While seasons can be variable (growing-season rainfall ranges from 65 to more than 200mm), temperature at both ends of the spectrum is the real challenge, with spring able to deliver either frost or damaging heat.
“The crops were unbelievable in 2013 but we had three or four days of 28°C to 29°C with strong north winds in the last week of August and it just cooked them, halving our expected yield,” Jock says. “In 2014 we again had great crop potential, but at the start of August, frosts for a week to the severity of –4°C caused a lot of damage.”
He sows early if moisture is present, starting with break crops any time in April and cereals after 20 to 25 April, extending into May. This seeks to maximise the yield potential from winter rainfall and cooler growing conditions and spread the risk posed either by frost or hot northerly winds.
The soil is mostly productive mid-slope sand over clay, but about a quarter of the area is deep sand with poor water-holding capacity and, in the worst places, is non-wetting.
“I would like to have a fixed rotation, but it is challenging because of soil variability,” Jock says. “Canola is good in the deep sands as it can get the tap root into subsoil reserves. Rye is also productive and barley is performing OK, but wheat performs poorly when put under stress.”
Jock hopes this poor performance can be corrected to some extent through continuous no-till cropping and brown manuring vetch crops to gradually increase organic matter.
“Paddock performance has improved out of sight but I’m still looking to reach that next level. Hopefully we can gain a bit extra through improved management of the deep sands. I’m also hoping that by adding legumes into the rotation the following cereal crop will give us an extra 200 to 500kg/ha in average yield and take the risk and pressure out of applying urea in marginal conditions.”
Jock has his sights firmly set on expansion: “We’ve come a long way in five years in terms of crop performance but I think our next stage of progression might be a bit steadier. We have gradually been setting the business up with spare capacity in our plant for further cropping expansion, which is our family’s main goal.”
The McNeils run three headers and two chaser bins to get the crop off quickly so they can begin summer spraying immediately after harvest. They cart their own grain and fertiliser to control freight costs and the family has a full-time employee and seasonal staff for harvest.

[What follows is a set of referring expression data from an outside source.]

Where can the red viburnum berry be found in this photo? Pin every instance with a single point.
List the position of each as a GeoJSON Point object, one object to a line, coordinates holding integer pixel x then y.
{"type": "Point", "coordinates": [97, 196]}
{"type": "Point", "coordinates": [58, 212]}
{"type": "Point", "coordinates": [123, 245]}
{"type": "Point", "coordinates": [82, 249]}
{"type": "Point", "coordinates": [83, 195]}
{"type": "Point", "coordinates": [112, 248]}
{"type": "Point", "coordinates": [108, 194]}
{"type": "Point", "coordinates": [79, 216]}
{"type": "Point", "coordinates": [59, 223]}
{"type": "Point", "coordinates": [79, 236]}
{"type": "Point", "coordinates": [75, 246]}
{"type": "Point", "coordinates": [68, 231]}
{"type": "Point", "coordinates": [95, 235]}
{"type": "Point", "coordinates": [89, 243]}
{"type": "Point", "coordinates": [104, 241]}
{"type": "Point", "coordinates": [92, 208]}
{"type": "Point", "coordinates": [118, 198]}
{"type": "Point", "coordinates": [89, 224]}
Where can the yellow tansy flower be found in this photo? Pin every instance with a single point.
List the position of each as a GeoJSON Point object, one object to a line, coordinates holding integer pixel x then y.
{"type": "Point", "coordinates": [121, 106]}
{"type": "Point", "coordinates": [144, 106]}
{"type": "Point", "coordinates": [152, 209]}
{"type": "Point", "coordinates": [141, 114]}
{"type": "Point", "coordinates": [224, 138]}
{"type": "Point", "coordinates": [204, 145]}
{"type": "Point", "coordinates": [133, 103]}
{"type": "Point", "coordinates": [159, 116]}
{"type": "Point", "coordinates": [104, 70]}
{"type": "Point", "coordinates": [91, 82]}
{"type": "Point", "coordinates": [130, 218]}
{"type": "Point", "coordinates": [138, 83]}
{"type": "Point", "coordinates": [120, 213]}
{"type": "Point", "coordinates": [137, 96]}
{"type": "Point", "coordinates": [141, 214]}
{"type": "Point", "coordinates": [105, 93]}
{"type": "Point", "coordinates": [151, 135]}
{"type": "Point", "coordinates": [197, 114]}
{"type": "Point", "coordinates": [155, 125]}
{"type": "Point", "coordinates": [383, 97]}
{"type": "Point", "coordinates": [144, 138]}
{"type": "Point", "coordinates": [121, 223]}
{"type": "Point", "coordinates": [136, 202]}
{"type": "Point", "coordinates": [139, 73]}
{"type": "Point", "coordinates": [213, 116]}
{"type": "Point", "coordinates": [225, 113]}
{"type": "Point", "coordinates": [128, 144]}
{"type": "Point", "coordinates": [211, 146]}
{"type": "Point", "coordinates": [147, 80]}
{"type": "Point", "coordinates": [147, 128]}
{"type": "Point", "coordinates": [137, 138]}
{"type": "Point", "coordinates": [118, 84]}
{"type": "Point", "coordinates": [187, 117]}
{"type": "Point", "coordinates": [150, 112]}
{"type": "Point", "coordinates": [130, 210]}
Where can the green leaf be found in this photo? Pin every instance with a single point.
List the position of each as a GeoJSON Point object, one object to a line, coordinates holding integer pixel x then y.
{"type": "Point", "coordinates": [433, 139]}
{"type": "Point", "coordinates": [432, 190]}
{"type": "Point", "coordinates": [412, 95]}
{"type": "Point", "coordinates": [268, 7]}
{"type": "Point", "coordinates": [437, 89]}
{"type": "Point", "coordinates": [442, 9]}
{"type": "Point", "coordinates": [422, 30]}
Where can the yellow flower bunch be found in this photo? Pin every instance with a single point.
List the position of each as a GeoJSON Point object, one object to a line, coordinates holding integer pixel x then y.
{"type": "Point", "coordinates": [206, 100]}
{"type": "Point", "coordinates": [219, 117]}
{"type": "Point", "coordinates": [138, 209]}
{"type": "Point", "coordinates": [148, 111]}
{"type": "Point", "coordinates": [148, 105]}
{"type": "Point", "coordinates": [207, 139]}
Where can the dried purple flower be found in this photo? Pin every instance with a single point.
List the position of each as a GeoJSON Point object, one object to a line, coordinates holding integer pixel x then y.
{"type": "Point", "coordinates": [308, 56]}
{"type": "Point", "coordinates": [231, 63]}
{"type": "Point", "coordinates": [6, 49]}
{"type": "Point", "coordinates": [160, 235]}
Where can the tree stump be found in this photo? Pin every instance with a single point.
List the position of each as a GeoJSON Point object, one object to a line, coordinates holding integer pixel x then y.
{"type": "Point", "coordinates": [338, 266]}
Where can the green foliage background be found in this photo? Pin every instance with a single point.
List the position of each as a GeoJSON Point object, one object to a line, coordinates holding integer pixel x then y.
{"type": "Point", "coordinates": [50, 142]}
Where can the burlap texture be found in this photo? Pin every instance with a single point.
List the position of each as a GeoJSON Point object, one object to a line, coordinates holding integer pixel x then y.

Jock feels they have enough existing capacity to manage up to another 4000ha without compromising the cropping program to the point of lessening crop performance as a result of poor timing.
At just 24, Jock has a reasoned perspective on his future in the industry: “Apart from variable seasons and ongoing management issues, our biggest challenge is cost of production against current commodity prices. We are simply not being paid enough per tonne to match our increasing costs.

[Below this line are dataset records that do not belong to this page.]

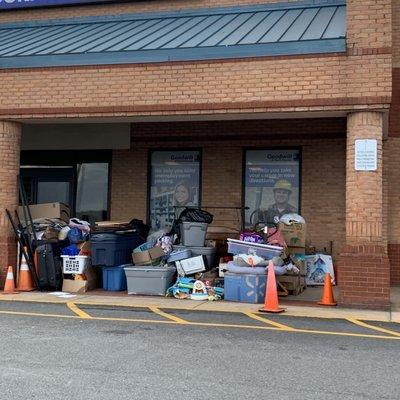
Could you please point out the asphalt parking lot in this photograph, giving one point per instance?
(81, 351)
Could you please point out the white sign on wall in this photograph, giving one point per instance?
(366, 155)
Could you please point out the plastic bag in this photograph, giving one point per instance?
(195, 215)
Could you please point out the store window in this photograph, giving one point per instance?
(174, 185)
(79, 179)
(92, 191)
(272, 185)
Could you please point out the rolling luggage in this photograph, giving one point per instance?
(49, 266)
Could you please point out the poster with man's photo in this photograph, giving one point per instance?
(272, 183)
(174, 185)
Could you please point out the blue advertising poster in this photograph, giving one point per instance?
(14, 4)
(174, 185)
(272, 185)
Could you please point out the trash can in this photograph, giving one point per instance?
(193, 233)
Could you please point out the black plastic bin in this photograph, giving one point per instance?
(111, 249)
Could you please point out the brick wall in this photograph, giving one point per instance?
(10, 137)
(323, 167)
(364, 264)
(238, 84)
(393, 149)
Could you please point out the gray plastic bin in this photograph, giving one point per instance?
(208, 252)
(193, 233)
(153, 281)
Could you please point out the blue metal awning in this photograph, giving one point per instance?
(235, 32)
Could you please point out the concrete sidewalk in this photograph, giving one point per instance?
(216, 306)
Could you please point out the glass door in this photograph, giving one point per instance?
(49, 184)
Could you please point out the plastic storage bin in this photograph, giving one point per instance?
(179, 254)
(114, 278)
(245, 288)
(75, 264)
(110, 249)
(193, 233)
(262, 250)
(153, 281)
(208, 252)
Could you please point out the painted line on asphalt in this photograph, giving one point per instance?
(174, 318)
(75, 309)
(173, 306)
(268, 321)
(208, 324)
(29, 314)
(376, 328)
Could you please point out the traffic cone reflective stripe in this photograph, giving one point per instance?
(327, 294)
(25, 282)
(9, 286)
(271, 293)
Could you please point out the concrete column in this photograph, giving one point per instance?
(10, 145)
(364, 271)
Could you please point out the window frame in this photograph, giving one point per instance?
(270, 148)
(149, 171)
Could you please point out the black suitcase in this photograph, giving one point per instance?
(49, 267)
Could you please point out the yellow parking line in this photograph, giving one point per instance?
(211, 325)
(74, 308)
(178, 320)
(38, 314)
(376, 328)
(268, 321)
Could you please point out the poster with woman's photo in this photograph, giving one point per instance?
(174, 185)
(272, 183)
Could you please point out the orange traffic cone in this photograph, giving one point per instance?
(9, 287)
(25, 282)
(327, 294)
(271, 293)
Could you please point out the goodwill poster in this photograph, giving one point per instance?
(175, 181)
(272, 185)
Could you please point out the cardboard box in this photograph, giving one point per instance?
(148, 257)
(294, 234)
(84, 248)
(190, 266)
(47, 210)
(295, 251)
(78, 286)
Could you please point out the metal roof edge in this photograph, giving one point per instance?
(175, 55)
(173, 14)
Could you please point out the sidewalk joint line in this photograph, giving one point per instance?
(171, 317)
(75, 309)
(376, 328)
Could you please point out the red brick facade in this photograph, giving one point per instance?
(355, 213)
(10, 138)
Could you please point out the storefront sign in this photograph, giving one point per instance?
(366, 155)
(175, 182)
(272, 184)
(13, 4)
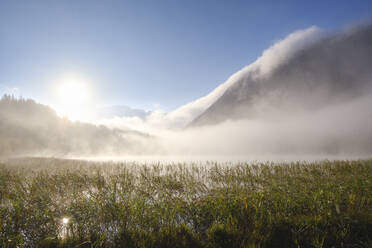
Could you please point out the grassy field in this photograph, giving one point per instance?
(71, 203)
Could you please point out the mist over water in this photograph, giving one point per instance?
(307, 97)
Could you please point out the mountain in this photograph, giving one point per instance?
(30, 128)
(325, 72)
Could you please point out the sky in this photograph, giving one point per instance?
(148, 54)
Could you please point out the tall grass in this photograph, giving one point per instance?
(320, 204)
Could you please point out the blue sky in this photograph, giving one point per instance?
(141, 53)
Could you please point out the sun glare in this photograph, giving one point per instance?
(65, 221)
(74, 96)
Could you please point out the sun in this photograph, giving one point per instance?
(73, 98)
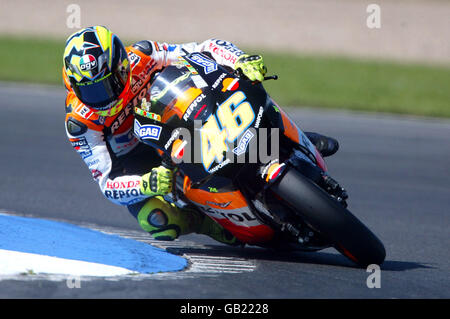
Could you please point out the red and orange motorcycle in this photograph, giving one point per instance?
(242, 161)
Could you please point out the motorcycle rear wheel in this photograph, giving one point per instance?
(346, 232)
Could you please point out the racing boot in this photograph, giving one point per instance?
(165, 221)
(327, 146)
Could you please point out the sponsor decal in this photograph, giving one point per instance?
(96, 174)
(241, 217)
(259, 116)
(230, 84)
(243, 143)
(193, 106)
(122, 185)
(172, 138)
(230, 47)
(219, 80)
(221, 205)
(81, 146)
(134, 59)
(120, 119)
(147, 131)
(87, 62)
(84, 112)
(122, 194)
(147, 114)
(207, 64)
(94, 162)
(172, 47)
(219, 166)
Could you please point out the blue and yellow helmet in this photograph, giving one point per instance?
(96, 65)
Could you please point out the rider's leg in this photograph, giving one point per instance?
(327, 146)
(165, 221)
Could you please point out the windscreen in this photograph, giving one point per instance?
(174, 90)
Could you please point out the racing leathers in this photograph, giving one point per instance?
(106, 143)
(117, 160)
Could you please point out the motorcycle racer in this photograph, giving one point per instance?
(104, 81)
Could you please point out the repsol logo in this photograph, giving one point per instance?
(122, 194)
(123, 185)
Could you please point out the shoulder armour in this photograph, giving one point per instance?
(75, 127)
(144, 46)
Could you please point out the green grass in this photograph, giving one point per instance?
(337, 82)
(319, 81)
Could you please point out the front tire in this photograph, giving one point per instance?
(348, 235)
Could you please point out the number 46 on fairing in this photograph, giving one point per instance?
(234, 116)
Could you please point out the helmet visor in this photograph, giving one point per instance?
(99, 93)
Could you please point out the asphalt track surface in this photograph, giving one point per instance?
(395, 169)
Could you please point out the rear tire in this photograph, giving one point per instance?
(348, 235)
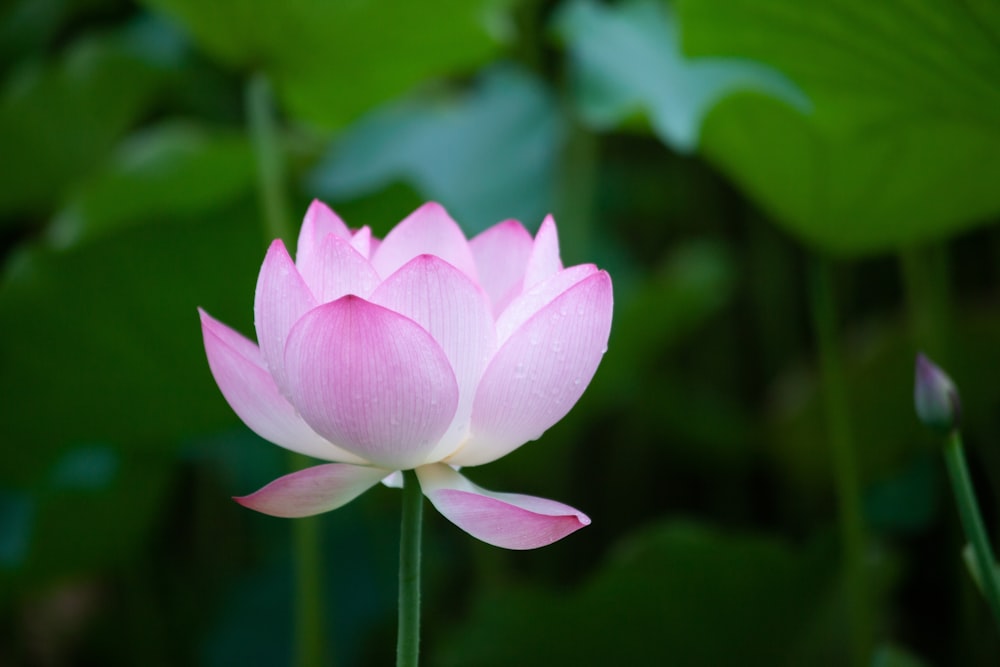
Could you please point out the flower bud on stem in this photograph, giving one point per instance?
(937, 404)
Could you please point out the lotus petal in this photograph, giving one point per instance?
(544, 261)
(428, 230)
(540, 372)
(456, 312)
(507, 520)
(501, 253)
(314, 490)
(282, 297)
(372, 381)
(239, 371)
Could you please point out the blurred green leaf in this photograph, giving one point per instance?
(91, 510)
(330, 61)
(903, 144)
(627, 61)
(100, 343)
(60, 120)
(890, 655)
(674, 594)
(176, 170)
(487, 155)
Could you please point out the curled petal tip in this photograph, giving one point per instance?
(311, 491)
(506, 520)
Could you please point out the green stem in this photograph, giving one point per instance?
(310, 642)
(270, 166)
(408, 643)
(972, 521)
(310, 639)
(845, 468)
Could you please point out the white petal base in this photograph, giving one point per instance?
(314, 490)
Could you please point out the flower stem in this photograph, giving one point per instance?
(408, 643)
(845, 468)
(972, 521)
(310, 645)
(309, 641)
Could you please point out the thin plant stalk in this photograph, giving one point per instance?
(310, 644)
(844, 459)
(408, 642)
(972, 521)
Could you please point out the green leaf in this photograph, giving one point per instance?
(332, 60)
(176, 169)
(664, 598)
(626, 60)
(487, 154)
(59, 120)
(903, 143)
(101, 343)
(89, 510)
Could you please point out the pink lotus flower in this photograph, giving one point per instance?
(424, 351)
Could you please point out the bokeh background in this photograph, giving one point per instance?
(755, 174)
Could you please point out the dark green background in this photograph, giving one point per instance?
(705, 152)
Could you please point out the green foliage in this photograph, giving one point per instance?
(333, 60)
(60, 120)
(904, 103)
(667, 596)
(678, 145)
(627, 60)
(437, 144)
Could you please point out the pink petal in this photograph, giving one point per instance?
(501, 253)
(239, 371)
(521, 309)
(456, 312)
(428, 230)
(540, 372)
(339, 269)
(362, 242)
(507, 520)
(372, 381)
(318, 223)
(318, 489)
(282, 297)
(544, 261)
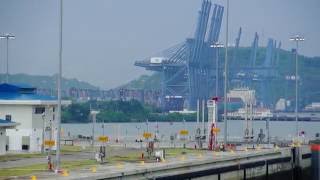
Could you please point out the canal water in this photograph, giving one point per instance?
(281, 130)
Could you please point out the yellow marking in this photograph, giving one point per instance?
(49, 143)
(119, 166)
(103, 138)
(65, 173)
(94, 169)
(147, 135)
(184, 132)
(182, 158)
(232, 152)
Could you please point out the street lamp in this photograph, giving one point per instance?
(217, 46)
(225, 78)
(7, 37)
(59, 90)
(297, 39)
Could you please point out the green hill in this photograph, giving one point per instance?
(309, 70)
(46, 82)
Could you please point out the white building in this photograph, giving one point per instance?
(33, 112)
(4, 125)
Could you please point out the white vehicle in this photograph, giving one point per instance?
(157, 60)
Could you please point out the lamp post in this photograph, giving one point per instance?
(297, 39)
(59, 90)
(7, 37)
(225, 79)
(217, 46)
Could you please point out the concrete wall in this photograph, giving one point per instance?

“An average to below-average yield at average prices just doesn’t cut it anymore to survive long term. I don’t think it matters where you farm, everyone who is cropping is targeting the high-end yields to boost an extra bottom-line dollar, but it is requiring a greater investment and added risk.

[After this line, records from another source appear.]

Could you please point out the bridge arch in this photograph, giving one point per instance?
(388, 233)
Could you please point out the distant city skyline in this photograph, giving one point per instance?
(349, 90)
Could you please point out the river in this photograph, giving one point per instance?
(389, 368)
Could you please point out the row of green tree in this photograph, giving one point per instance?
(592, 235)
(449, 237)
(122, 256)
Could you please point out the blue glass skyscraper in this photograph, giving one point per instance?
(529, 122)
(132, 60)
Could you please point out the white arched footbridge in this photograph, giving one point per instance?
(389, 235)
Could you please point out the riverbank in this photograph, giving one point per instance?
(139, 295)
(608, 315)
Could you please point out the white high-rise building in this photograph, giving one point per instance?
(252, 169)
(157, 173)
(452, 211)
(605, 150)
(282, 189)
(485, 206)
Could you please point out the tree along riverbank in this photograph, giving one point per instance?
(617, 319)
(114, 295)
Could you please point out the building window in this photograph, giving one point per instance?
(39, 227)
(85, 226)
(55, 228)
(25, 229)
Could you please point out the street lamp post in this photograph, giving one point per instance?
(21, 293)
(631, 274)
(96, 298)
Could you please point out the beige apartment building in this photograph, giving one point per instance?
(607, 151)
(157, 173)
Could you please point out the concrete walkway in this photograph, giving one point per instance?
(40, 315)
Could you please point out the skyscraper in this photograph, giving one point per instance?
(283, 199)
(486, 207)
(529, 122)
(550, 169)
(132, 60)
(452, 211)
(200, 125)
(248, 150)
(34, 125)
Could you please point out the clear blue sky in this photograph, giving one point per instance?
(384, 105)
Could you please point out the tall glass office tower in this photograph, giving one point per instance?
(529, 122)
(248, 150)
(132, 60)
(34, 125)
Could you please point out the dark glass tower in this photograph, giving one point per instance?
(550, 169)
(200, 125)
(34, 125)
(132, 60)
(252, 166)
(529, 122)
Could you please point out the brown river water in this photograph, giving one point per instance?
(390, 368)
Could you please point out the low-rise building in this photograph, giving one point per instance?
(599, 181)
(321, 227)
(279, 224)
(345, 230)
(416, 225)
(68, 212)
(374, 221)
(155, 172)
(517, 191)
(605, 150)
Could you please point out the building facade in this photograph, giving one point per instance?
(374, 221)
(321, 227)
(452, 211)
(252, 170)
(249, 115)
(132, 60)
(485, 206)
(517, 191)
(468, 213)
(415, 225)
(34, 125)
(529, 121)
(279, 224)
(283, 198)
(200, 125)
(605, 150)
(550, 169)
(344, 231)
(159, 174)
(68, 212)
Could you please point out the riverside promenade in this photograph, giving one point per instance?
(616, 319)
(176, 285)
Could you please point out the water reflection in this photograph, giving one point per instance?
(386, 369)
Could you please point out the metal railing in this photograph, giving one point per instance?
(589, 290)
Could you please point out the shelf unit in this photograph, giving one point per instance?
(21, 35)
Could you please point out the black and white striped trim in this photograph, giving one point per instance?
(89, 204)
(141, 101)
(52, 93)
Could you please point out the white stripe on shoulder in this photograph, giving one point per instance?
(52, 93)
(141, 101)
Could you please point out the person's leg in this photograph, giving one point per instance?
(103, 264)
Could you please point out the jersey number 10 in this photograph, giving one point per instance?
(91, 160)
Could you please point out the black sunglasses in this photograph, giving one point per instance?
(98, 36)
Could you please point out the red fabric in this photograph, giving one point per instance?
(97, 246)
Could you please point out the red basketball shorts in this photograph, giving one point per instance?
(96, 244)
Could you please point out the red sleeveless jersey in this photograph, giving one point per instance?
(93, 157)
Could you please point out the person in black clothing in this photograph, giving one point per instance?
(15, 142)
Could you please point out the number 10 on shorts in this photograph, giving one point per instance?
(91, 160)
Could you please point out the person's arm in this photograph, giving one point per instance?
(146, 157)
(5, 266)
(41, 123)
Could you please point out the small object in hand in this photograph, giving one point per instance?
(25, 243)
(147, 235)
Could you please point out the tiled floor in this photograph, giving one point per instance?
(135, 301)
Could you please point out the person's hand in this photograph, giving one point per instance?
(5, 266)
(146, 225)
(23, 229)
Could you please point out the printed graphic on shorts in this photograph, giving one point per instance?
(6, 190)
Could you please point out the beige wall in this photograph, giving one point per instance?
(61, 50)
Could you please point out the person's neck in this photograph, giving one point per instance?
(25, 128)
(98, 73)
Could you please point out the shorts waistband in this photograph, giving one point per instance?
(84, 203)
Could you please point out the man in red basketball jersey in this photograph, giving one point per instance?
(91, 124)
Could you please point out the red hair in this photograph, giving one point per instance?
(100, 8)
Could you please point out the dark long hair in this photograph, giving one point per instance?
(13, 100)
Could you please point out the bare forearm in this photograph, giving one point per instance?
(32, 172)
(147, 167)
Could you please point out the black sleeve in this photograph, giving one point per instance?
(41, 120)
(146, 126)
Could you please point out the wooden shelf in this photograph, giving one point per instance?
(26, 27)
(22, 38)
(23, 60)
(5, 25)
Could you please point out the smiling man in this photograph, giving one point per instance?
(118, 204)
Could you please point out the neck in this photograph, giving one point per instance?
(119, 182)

“It is no surprise the average age of Australian growers is increasing as there is not a huge incentive in the current times for the next generation to take over when the margins in the average season are not there.
“I have asked myself if agriculture is for me as I ride the ups and downs of farming, but I have a great passion for farming and believe that where there is a will there is a way.
“We are constantly thrown challenges as growers but there is opportunity somewhere if willing to adapt. I want to find the balance where the family farm can be viable for the long-term future without compromising on sustainability and quality of production.”